As student stress and mental health challenges rise, educational institutions must move beyond symbolic gestures and invest in structured wellbeing systems—starting with a dedicated happiness officer on campus.

The rising need for happiness

20 March was celebrated as the International Day of Happiness.

The idea of creating an International Day of Happiness is a great one; it deserves to be taken seriously. However, there is a need to do much more than celebrate happiness for just one day a year. This becomes crucial when one considers the rising problem of stress, depression and suicides among young people around the world, including in India.

The challenges of stress, depression and suicides among students

The education system places significant pressure on students, yet they are rarely taught how they, their parents, teachers or the system itself can help them cope with this pressure—or how to view their efforts in the right perspective.

Because of a lack of awareness, education and capability, stress has become a major issue in students’ lives, often leading to depression and, in some cases, suicides. These challenges have far-reaching negative impacts across different aspects of life, as supported by multiple research studies.

A happiness officer on campus

Since happiness is an essential ingredient for a fulfilling life—and also acts as a preventive factor in dealing with stress—it is important to give it greater importance in educational institutions.

Institutions already place heavy demands on faculty and staff, who may not have the time to actively focus on student wellbeing. In this context, employing a dedicated happiness officer to address health and wellbeing on campus could be a significant step forward.

India’s Campuses Need a Happiness Officer to Tackle Student Stress
Image credit: RDNE Stock Project/Pexels

The happiness officer’s primary responsibility should be to raise awareness about happiness, as well as the dangers of stress and depression, among students, faculty, staff and others on campus. This awareness must be continuous rather than occasional.

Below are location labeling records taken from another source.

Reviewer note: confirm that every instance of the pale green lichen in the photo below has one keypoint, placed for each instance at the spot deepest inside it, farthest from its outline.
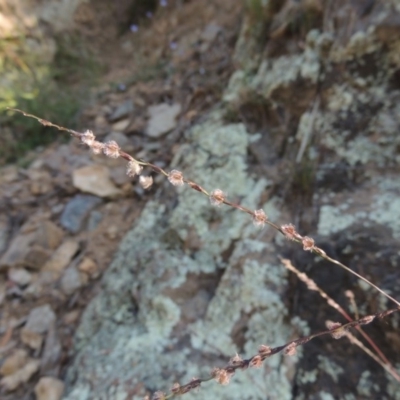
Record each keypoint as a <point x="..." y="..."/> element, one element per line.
<point x="366" y="385"/>
<point x="119" y="344"/>
<point x="330" y="367"/>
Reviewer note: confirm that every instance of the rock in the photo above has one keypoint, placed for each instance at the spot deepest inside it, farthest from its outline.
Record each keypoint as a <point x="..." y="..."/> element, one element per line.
<point x="118" y="137"/>
<point x="95" y="179"/>
<point x="123" y="110"/>
<point x="120" y="126"/>
<point x="12" y="382"/>
<point x="49" y="388"/>
<point x="208" y="36"/>
<point x="40" y="182"/>
<point x="33" y="340"/>
<point x="71" y="317"/>
<point x="89" y="267"/>
<point x="14" y="362"/>
<point x="50" y="361"/>
<point x="49" y="235"/>
<point x="94" y="219"/>
<point x="77" y="211"/>
<point x="162" y="119"/>
<point x="36" y="257"/>
<point x="17" y="251"/>
<point x="31" y="247"/>
<point x="119" y="176"/>
<point x="20" y="276"/>
<point x="3" y="291"/>
<point x="4" y="234"/>
<point x="40" y="320"/>
<point x="61" y="258"/>
<point x="8" y="174"/>
<point x="71" y="281"/>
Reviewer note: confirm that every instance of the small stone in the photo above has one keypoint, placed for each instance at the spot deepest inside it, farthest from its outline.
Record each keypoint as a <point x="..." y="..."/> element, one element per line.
<point x="95" y="218"/>
<point x="20" y="276"/>
<point x="71" y="317"/>
<point x="49" y="235"/>
<point x="162" y="119"/>
<point x="4" y="233"/>
<point x="12" y="382"/>
<point x="17" y="250"/>
<point x="33" y="340"/>
<point x="89" y="267"/>
<point x="49" y="388"/>
<point x="40" y="319"/>
<point x="118" y="137"/>
<point x="8" y="174"/>
<point x="36" y="257"/>
<point x="121" y="111"/>
<point x="120" y="126"/>
<point x="95" y="179"/>
<point x="112" y="232"/>
<point x="50" y="361"/>
<point x="31" y="247"/>
<point x="40" y="181"/>
<point x="71" y="281"/>
<point x="14" y="362"/>
<point x="61" y="258"/>
<point x="77" y="211"/>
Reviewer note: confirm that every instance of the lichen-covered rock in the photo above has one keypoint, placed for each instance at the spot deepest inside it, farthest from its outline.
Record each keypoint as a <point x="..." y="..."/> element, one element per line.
<point x="169" y="310"/>
<point x="192" y="285"/>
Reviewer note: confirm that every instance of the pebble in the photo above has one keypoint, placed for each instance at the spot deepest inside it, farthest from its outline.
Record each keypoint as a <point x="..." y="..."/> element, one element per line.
<point x="20" y="276"/>
<point x="89" y="267"/>
<point x="95" y="179"/>
<point x="71" y="281"/>
<point x="77" y="210"/>
<point x="61" y="257"/>
<point x="14" y="362"/>
<point x="49" y="388"/>
<point x="123" y="110"/>
<point x="162" y="119"/>
<point x="12" y="382"/>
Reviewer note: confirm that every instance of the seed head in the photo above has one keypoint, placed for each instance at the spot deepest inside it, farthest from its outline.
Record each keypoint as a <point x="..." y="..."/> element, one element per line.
<point x="133" y="168"/>
<point x="176" y="178"/>
<point x="111" y="149"/>
<point x="366" y="320"/>
<point x="97" y="147"/>
<point x="290" y="349"/>
<point x="176" y="388"/>
<point x="145" y="181"/>
<point x="236" y="360"/>
<point x="264" y="351"/>
<point x="290" y="231"/>
<point x="259" y="218"/>
<point x="158" y="396"/>
<point x="256" y="361"/>
<point x="308" y="243"/>
<point x="88" y="138"/>
<point x="221" y="376"/>
<point x="335" y="327"/>
<point x="217" y="197"/>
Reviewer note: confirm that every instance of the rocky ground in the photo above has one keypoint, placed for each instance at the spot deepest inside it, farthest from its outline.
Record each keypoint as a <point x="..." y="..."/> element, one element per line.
<point x="64" y="214"/>
<point x="111" y="291"/>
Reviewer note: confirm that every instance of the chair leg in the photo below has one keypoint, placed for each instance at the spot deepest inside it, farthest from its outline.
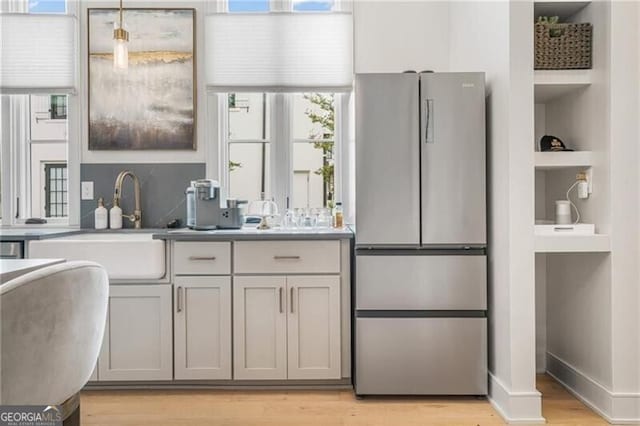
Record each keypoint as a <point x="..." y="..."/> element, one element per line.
<point x="71" y="411"/>
<point x="73" y="419"/>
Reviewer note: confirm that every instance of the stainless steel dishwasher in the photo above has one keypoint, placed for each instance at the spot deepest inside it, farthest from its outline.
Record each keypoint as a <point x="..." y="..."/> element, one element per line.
<point x="11" y="250"/>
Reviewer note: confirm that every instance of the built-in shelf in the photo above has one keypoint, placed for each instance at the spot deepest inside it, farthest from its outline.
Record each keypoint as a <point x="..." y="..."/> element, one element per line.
<point x="550" y="84"/>
<point x="563" y="159"/>
<point x="572" y="243"/>
<point x="564" y="9"/>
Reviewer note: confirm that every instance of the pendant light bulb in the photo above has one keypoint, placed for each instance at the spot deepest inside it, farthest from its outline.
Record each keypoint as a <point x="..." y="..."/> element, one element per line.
<point x="120" y="45"/>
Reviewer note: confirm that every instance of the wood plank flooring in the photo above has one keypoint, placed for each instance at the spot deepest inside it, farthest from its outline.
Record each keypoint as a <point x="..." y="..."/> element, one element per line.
<point x="326" y="408"/>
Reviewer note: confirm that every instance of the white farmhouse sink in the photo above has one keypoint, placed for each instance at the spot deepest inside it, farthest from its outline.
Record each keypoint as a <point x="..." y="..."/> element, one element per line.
<point x="125" y="256"/>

The second responsibility should be to organise regular programmes in engaging ways, covering themes such as what happiness is, why it matters, and how it can be cultivated, alongside practical approaches to understanding, avoiding and managing stress.

who is a happiness officer
Illustration/ Credit: S James/EdPublica

The third responsibility should be to track individuals who may be experiencing stress or depression and ensure they receive timely support. Additional responsibilities can be developed depending on the needs and context of each institution.

Avoiding the trap of tokenism

However, awareness initiatives and programmes must be implemented with sincerity and intent. The happiness officer must work in both letter and spirit to create meaningful impact, rather than simply fulfilling formal requirements.

This role should not fall into the common institutional trap where ticking boxes becomes more important than creating real change on the ground.